Defining analyzer or any index.* properties in elasticsearch.yml is deprecated and will not work in Elasticsearch 5 (next version after 2.3).
We should move away from using this approach and instead incorporate the Analyzer definition during the create index phase.
Here is the API for it https://www.elastic.co/guide/en/elasticsearch/reference/2.3/indices-update-settings.html#update-settings-analysis
This will work for all the analyzer def based on reasonable default implementations of Lucene / Elasticsearch. Each tokenizer and filter and char set can be given a name.
One can also pass a fully qualified class name instead of the short name (to be verified)
What about custom implementations of Tokenizer / Filter.
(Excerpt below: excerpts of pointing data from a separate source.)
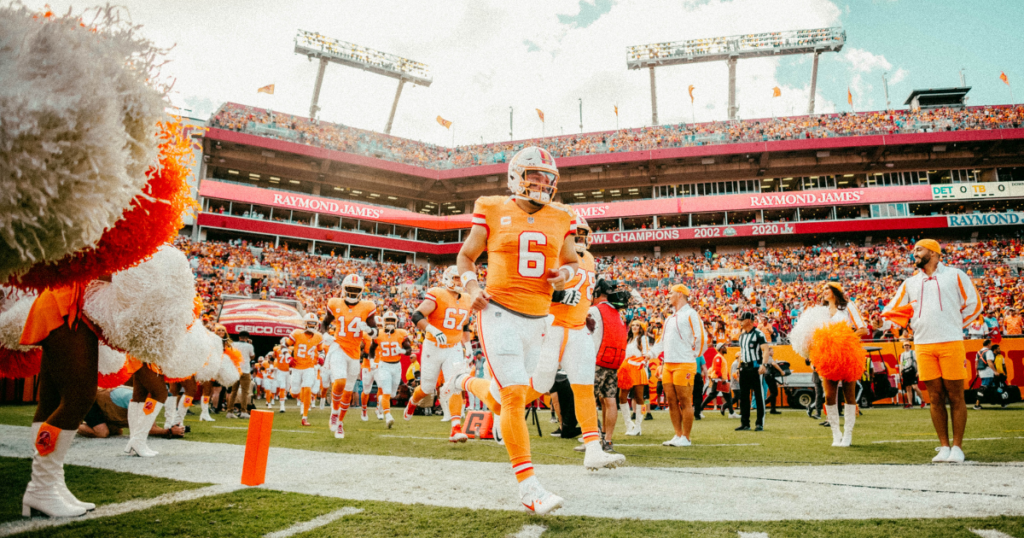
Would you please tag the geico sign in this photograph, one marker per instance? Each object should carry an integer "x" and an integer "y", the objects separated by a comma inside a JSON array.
[
  {"x": 632, "y": 237},
  {"x": 264, "y": 330}
]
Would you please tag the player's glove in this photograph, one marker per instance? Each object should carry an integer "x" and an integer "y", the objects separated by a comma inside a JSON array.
[{"x": 437, "y": 334}]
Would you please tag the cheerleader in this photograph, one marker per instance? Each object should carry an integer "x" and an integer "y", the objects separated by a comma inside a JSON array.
[
  {"x": 839, "y": 358},
  {"x": 633, "y": 375}
]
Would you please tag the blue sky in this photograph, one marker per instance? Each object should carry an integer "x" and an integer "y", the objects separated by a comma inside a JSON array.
[{"x": 489, "y": 55}]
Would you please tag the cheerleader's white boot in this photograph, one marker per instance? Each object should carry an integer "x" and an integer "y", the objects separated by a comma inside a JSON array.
[{"x": 45, "y": 492}]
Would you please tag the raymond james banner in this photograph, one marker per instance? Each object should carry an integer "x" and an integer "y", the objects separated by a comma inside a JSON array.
[{"x": 986, "y": 219}]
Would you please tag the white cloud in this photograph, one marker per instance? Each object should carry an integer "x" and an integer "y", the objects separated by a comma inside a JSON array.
[{"x": 485, "y": 56}]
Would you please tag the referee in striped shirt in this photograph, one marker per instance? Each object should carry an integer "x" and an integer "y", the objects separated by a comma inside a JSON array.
[{"x": 755, "y": 354}]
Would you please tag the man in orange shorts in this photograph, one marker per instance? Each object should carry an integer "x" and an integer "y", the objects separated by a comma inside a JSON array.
[
  {"x": 684, "y": 338},
  {"x": 944, "y": 301}
]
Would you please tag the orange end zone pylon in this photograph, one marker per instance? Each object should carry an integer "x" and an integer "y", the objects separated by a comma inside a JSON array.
[{"x": 257, "y": 448}]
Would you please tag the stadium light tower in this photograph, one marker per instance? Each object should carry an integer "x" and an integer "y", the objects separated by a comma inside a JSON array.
[
  {"x": 732, "y": 48},
  {"x": 313, "y": 45}
]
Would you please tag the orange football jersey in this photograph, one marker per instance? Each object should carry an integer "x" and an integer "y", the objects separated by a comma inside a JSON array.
[
  {"x": 451, "y": 314},
  {"x": 584, "y": 281},
  {"x": 521, "y": 247},
  {"x": 349, "y": 337},
  {"x": 304, "y": 347},
  {"x": 279, "y": 361},
  {"x": 389, "y": 347}
]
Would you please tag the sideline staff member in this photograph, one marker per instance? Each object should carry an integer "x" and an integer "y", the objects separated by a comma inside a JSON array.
[{"x": 755, "y": 353}]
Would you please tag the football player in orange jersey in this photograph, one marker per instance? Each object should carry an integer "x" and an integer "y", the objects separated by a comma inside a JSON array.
[
  {"x": 567, "y": 345},
  {"x": 387, "y": 349},
  {"x": 354, "y": 317},
  {"x": 443, "y": 315},
  {"x": 530, "y": 253},
  {"x": 305, "y": 346}
]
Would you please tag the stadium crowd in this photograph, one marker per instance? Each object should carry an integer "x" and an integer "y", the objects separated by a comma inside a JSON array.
[
  {"x": 774, "y": 283},
  {"x": 349, "y": 139}
]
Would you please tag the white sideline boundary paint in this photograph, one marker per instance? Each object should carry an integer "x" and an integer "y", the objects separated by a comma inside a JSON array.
[
  {"x": 799, "y": 492},
  {"x": 991, "y": 534},
  {"x": 529, "y": 531},
  {"x": 108, "y": 510},
  {"x": 314, "y": 523}
]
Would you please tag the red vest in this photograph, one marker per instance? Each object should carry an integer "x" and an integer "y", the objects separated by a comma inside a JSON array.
[{"x": 612, "y": 349}]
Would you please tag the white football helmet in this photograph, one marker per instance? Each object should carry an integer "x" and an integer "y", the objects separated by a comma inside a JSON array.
[
  {"x": 451, "y": 279},
  {"x": 390, "y": 321},
  {"x": 541, "y": 185},
  {"x": 311, "y": 322},
  {"x": 352, "y": 288},
  {"x": 583, "y": 235}
]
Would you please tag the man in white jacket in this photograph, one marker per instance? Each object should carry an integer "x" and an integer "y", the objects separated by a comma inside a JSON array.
[
  {"x": 684, "y": 338},
  {"x": 944, "y": 301}
]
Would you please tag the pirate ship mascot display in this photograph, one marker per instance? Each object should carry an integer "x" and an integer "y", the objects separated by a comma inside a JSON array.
[{"x": 92, "y": 188}]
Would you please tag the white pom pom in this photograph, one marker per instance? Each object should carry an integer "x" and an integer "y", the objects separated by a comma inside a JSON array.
[
  {"x": 190, "y": 354},
  {"x": 228, "y": 373},
  {"x": 80, "y": 123},
  {"x": 145, "y": 311},
  {"x": 14, "y": 307},
  {"x": 111, "y": 361},
  {"x": 812, "y": 320}
]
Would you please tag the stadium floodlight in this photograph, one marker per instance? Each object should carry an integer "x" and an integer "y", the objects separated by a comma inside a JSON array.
[
  {"x": 313, "y": 45},
  {"x": 732, "y": 48}
]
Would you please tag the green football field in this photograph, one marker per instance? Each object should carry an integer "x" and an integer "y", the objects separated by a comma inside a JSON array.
[{"x": 884, "y": 437}]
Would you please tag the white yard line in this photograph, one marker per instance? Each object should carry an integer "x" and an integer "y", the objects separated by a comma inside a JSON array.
[
  {"x": 991, "y": 534},
  {"x": 108, "y": 510},
  {"x": 529, "y": 531},
  {"x": 314, "y": 523},
  {"x": 799, "y": 492}
]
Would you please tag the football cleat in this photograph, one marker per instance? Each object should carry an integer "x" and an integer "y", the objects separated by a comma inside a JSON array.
[
  {"x": 537, "y": 499},
  {"x": 597, "y": 458},
  {"x": 457, "y": 436}
]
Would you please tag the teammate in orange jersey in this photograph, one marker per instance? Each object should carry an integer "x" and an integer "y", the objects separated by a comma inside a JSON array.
[
  {"x": 305, "y": 346},
  {"x": 387, "y": 349},
  {"x": 283, "y": 375},
  {"x": 354, "y": 317},
  {"x": 530, "y": 253},
  {"x": 443, "y": 315}
]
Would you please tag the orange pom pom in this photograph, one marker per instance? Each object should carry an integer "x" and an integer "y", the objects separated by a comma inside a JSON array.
[
  {"x": 837, "y": 353},
  {"x": 154, "y": 219}
]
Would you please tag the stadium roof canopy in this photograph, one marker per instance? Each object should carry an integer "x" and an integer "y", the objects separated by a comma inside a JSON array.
[{"x": 937, "y": 98}]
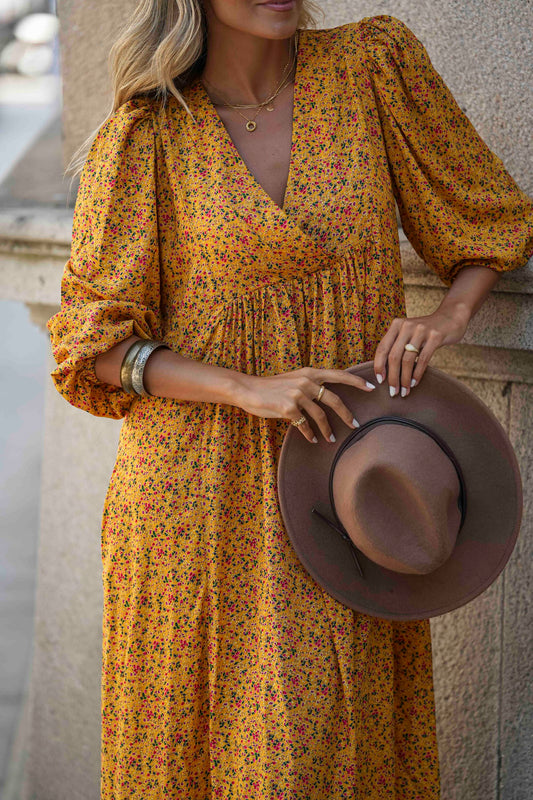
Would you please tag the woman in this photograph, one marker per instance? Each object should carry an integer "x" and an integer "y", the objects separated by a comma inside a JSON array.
[{"x": 261, "y": 246}]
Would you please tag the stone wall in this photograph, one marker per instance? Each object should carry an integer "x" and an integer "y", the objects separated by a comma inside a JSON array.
[{"x": 482, "y": 653}]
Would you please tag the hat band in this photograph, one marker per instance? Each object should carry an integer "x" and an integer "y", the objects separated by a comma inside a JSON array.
[{"x": 365, "y": 427}]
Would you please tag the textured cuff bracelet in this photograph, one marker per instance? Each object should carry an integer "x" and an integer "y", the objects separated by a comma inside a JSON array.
[
  {"x": 143, "y": 354},
  {"x": 127, "y": 365}
]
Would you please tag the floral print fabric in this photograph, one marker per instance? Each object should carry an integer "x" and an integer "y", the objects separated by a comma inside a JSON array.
[{"x": 227, "y": 672}]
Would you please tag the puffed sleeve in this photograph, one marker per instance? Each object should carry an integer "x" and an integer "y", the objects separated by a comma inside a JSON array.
[
  {"x": 110, "y": 285},
  {"x": 458, "y": 204}
]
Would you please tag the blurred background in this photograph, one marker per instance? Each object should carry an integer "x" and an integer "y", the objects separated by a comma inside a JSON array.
[
  {"x": 30, "y": 103},
  {"x": 55, "y": 461}
]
The natural way in Elasticsearch is to write and deploy a plugin which contains a small implementation enlisting the tokenizers or filter by name and the actual implementations in a Jar. The main gotcha is that implementation classes must implement Elasticsearch interfaces.
How far should we help users deploy their custom analyzer implementations :
build the plugin distro?
check the presence of the named analyzers or components (which ES API)?
change Analyzerdef to adopt a string based name solution like Elasticsearch?
Continuing the discussion from (which is a duplicate): this issue will be addressed in 5.6.0-CR1 only if we have enough time. It's a low-priority issue for now.